CALD population has less gambling problems than non-CALD population

A study comparing Australia’s Culturally and Linguistically Diverse Communities (CALD) to its non-CALD population suggests that the CALD population as a whole experience significantly lower levels of gambling problems than the non-CALD population.

The research project aimed to identify any differences between CALD and non-CALD populations and the connection between gambling problems and other events listed on the Negative Life Events Scale.

Other events on the scale include: serious illness or disability; alcohol or drug related problems; sackings and redundancy; witnessing violence; being a victim of abuse or violent crime and trouble with the police.

The study reveals that the 2006 CALD population experienced lower levels of negative life events (or life stressors) when compared to the non-CALD population and the 2002 CALD population.

When compared to the non-CALD population, problem gambling in the CALD population in 2006 (1.3 per cent) had fallen two percent since 2002.

The research team, from the Charles Darwin University, School for Social Policy and Research, concludes that this decline in reported gambling problems might be due to a range of economic and social factors.

In 2002 and 2006 the non-CALD population reported gambling problems as part of a cluster of social violations (e.g. acts of violence, alcohol/drug use).
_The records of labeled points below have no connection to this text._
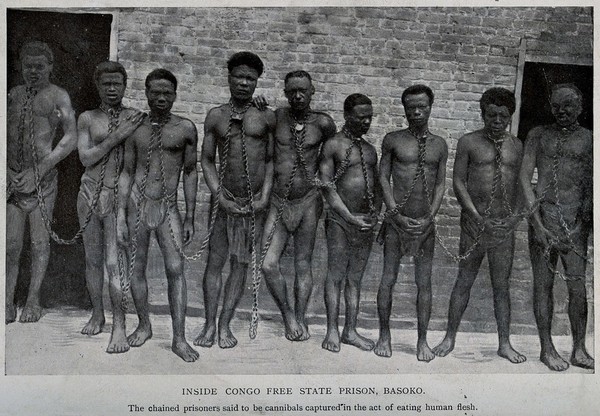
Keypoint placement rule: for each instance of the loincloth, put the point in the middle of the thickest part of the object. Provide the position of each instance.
(153, 212)
(472, 229)
(410, 245)
(29, 202)
(106, 203)
(354, 235)
(239, 229)
(294, 210)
However, such behaviour is not identified as a feature for the CALD population in those years.

Interestingly, while in 2002 gambling problems in the CALD population were likely to be linked to negative life events such as divorce, separation and a death in the family, in 2006 gambling problems were likely to be linked only to mental illness.

Gambling Research Australia released the full report, Correlates of Reported Gambling Problems in the CALD Population of Australia (2010), in February 2011.